Abstract
Introduction
The current study reports on the impact of immediate mobilization of patients treated by tissue-preserving, computer-assisted total hip arthroplasty on length of stay, disposition, and complications.
Methods
From March, 2010 to April, 2011, a total of 231 consecutive primary THA were performed. Of these, 218 hips met the inclusion criteria of treatment using the superior capsulotomy surgical technique1 (Fig. 1), navigation of acetabular component implantation using a patient-specific mechanical navigation device (HipSextant™ navigation System, Surgical Planning Associates, Inc., Boston, MA)2, and patient age less than 80 years. Mean age of the patients was 57.3 years (range 23.5–79.9 years). The superior capsulotomy approach1 was used in all cases. This technique allows for both the femoral and the acetabular components to be placed with the patient in a lateral position through an incision in the superior capsule, posterior to the abductors and anterior to the short external rotators. The hip is not dislocated during surgery. Rather, the femur is prepared in situ through the top of the femoral neck, the neck is then transected, and the femoral head is excised en bloc. The acetabulum is prepared under direct vision using angled reamers, and the socket is placed with an offset inserter. The final construct is then reduced in situ.
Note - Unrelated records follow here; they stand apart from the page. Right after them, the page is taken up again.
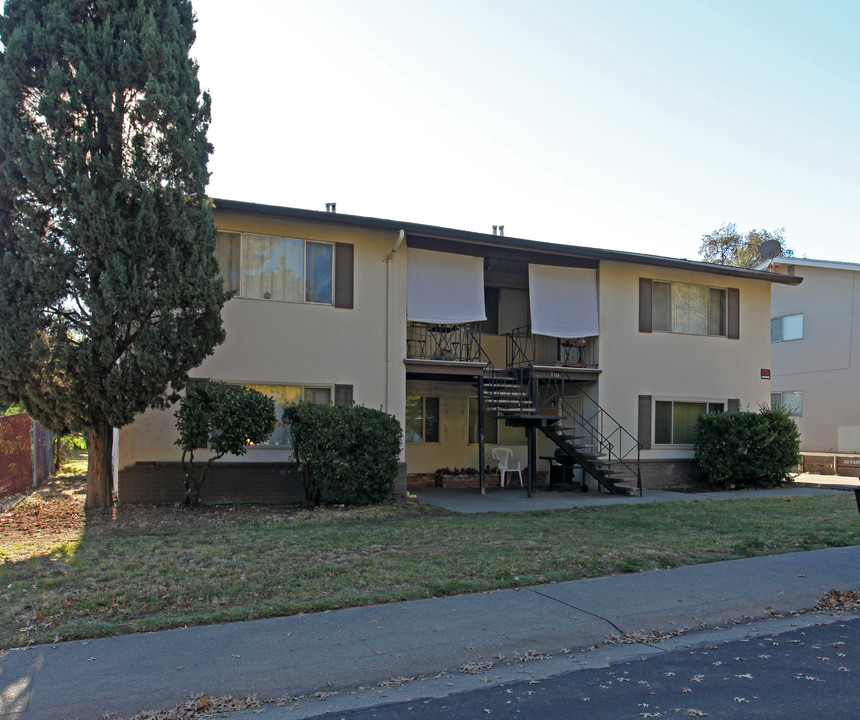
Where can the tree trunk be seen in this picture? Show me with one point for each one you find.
(100, 470)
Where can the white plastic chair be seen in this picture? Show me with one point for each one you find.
(504, 457)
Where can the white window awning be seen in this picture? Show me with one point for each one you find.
(444, 288)
(563, 301)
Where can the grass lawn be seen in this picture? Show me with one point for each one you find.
(67, 575)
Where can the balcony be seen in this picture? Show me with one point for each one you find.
(455, 343)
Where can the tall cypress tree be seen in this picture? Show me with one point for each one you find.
(109, 290)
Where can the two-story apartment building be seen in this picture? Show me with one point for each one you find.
(815, 351)
(473, 341)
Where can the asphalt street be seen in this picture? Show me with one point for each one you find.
(803, 673)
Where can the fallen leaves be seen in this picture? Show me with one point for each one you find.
(475, 667)
(197, 707)
(839, 600)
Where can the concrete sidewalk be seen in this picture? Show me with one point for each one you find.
(343, 649)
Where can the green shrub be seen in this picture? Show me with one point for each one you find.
(225, 417)
(747, 449)
(346, 454)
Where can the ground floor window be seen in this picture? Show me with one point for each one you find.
(284, 395)
(674, 420)
(792, 400)
(422, 418)
(491, 425)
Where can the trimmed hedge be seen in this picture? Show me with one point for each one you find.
(346, 454)
(747, 449)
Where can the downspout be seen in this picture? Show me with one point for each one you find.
(388, 339)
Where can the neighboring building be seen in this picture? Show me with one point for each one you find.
(815, 351)
(454, 332)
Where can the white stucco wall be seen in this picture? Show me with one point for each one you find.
(278, 343)
(671, 366)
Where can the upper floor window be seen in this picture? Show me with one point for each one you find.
(787, 327)
(689, 309)
(266, 267)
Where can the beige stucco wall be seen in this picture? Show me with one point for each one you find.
(674, 366)
(299, 344)
(824, 364)
(453, 449)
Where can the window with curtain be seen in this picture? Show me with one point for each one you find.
(787, 327)
(674, 420)
(791, 400)
(689, 309)
(266, 267)
(422, 419)
(285, 395)
(227, 249)
(491, 426)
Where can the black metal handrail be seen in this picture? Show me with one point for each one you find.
(525, 349)
(444, 341)
(601, 429)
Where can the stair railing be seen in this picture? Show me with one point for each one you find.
(609, 436)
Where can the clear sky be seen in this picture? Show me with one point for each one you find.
(622, 124)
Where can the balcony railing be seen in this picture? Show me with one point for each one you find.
(438, 341)
(525, 349)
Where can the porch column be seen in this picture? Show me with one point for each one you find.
(481, 451)
(532, 450)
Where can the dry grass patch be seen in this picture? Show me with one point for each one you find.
(67, 575)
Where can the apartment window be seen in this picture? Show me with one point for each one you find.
(422, 419)
(284, 395)
(689, 309)
(674, 420)
(787, 327)
(491, 425)
(266, 267)
(792, 400)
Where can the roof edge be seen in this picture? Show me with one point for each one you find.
(500, 241)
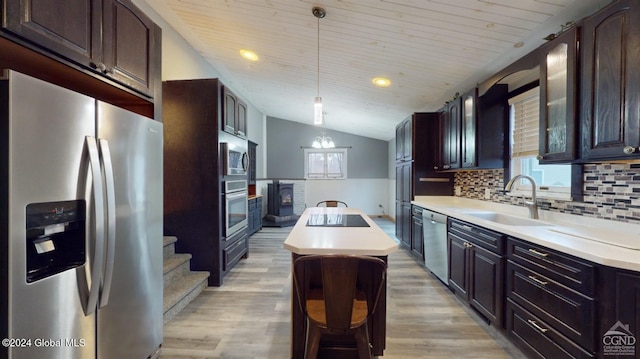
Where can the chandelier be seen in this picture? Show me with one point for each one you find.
(317, 103)
(323, 142)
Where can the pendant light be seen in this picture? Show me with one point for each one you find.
(319, 13)
(323, 142)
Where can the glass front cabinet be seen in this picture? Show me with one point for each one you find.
(558, 87)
The protocol also involved the use of pre-emptive oral analgesia, pre-emptive autologous blood transfusion, and immediate mobilization3. Length of stay and disposition in this study group were compared to a cohort of 698 total hip arthroplasty performed at the same institution by all other techniques.
Results
In the 218 hips in this study, the mean length of stay was 1.65 days with 97% of patients discharged directly home. Comparatively, the control group of 698 primary hips had an average length of stay of 3.2 days with 68% of patients discharged directly home. Of the 3 patients transferred to rehabilitation, one had cerebral palsy and another had end stage renal disease, a mechanical heart valve, and a longstanding complete sciatic palsy on the contralateral side. One patient, discharged on post op day 3, was readmitted 3 weeks postop for a GI bleed in association with prolonged anti-inflammatory use prior to surgery. Otherwise, there were no readmissions, reoperations, dislocations, nerve injuries, or post-discharge blood transfusions.
Conclusions
The current study demonstrates that performing THA with combined tissue preservation and mechanical navigation techniques together with immediate mobilization can be safe and effective and have the potential of greatly reducing healthcare costs and dependence upon prolonged institutionalization following surgery.